Obj. ID: 35264
Jewish Architecture Kloyz in Joniškis, Lithuania
Text from Aliza Cohen-Mushlin, Sergey Kravtsov, Vladimir Levin, Giedrė Mickūnaitė and Jurgita Šiaučiūnaitė-Verbickienė (eds.), Synagogues in Lithuania: A Catalogue. vol. 1 (Vilnius: Vilnius Academy of Art Press, 2010), p. 166:
The kloyz was mentioned in 1872, when its parishioners collected 32 silver rubles for the Jewish victims of hunger in Persia.
In 1893 the rabbi of Joniškis, Yehiel Mikhel Wolfsohn (1844–1900) wrote that about 150 houses and the kloyz, situated “ on the highway” (now Vilniaus Street) have been burnt down.
The kloyz at 8 Vilniaus Street was renovated in 1936. It was located southwest of the shulhoyf near the Purvė rivulet. Senior
inhabitants of Joniškis recalled that better-off Jews used to gather there for prayer. Part of the structure, the roof and part of the
northeastern façade, can be seen in an interwar photograph of Joniškis market square.
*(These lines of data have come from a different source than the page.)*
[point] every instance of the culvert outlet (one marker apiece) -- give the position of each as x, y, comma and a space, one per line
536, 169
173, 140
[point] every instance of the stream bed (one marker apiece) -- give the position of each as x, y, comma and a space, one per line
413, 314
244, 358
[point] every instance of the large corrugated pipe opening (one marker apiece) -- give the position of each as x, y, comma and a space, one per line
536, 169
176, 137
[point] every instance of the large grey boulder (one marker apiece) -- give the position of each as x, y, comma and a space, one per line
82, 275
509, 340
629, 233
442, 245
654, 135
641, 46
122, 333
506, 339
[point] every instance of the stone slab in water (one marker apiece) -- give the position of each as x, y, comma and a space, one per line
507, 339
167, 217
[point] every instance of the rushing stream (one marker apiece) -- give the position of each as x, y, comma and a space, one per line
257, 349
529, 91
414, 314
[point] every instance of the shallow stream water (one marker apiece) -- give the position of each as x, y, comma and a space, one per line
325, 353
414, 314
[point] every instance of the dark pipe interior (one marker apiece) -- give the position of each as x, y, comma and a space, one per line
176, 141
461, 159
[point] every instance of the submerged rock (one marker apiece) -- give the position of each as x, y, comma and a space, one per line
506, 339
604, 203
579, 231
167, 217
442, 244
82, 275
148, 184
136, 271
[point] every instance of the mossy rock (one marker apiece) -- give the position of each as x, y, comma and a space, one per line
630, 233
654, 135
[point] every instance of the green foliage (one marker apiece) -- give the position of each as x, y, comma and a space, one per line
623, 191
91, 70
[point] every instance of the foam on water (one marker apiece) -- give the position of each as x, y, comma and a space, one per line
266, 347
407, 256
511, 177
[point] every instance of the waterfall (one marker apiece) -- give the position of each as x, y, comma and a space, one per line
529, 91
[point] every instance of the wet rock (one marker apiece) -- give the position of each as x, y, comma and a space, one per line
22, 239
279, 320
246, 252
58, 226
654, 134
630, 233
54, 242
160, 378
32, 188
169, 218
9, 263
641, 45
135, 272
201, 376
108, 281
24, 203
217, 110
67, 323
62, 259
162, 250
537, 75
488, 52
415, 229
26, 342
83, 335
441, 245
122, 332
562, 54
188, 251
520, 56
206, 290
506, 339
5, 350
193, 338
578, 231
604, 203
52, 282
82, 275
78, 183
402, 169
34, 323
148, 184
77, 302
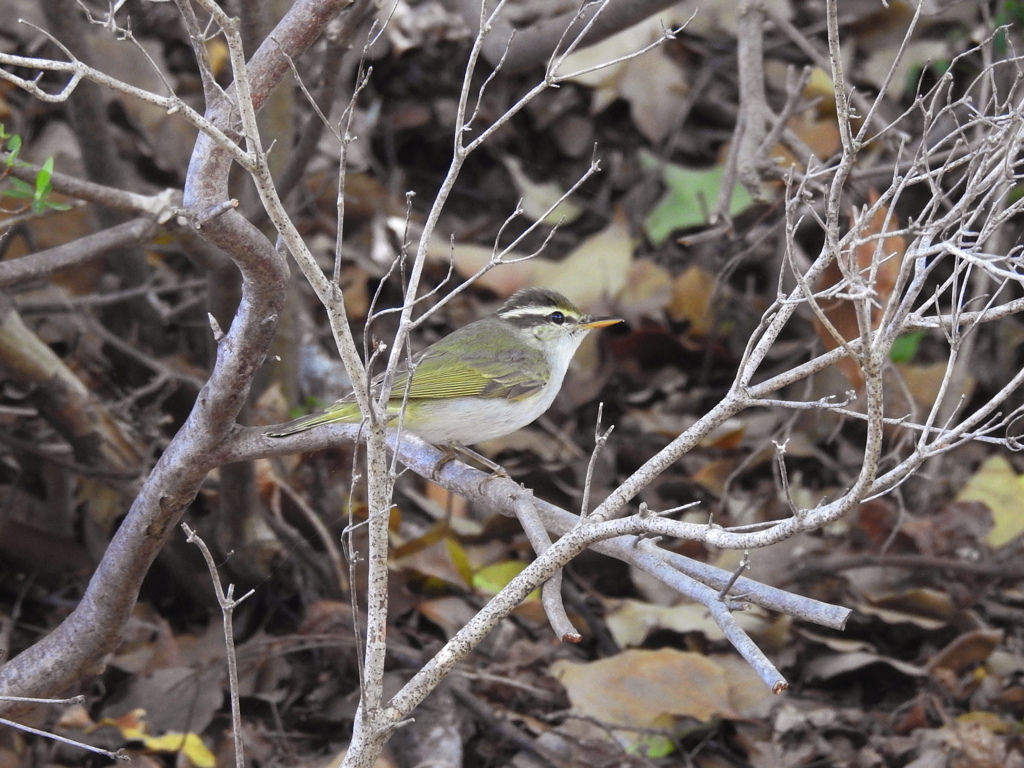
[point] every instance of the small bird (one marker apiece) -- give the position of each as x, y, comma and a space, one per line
482, 381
The photograph of a demonstration on Vilniaus Street from 1959 captured the northeastern and southwestern façades of the
former kloyz. The picture shows a building of the so-called brick style, consisting of a prayer hall and a two-storey section,
covered with a tiled gable roof. The northeastern façade is crowned with a triangular gable containing biforia windows in the middle
part (an allusion to the Tablets of the Law) and small oculi in the corners. A blind round-headed window in the central part of the
façade corresponds to the interior location of the Torah ark; corner lesenes terminate with turrets rising above the cornise. In
1965–66 the kloyz building was demolished and a two-storey shop built on the site.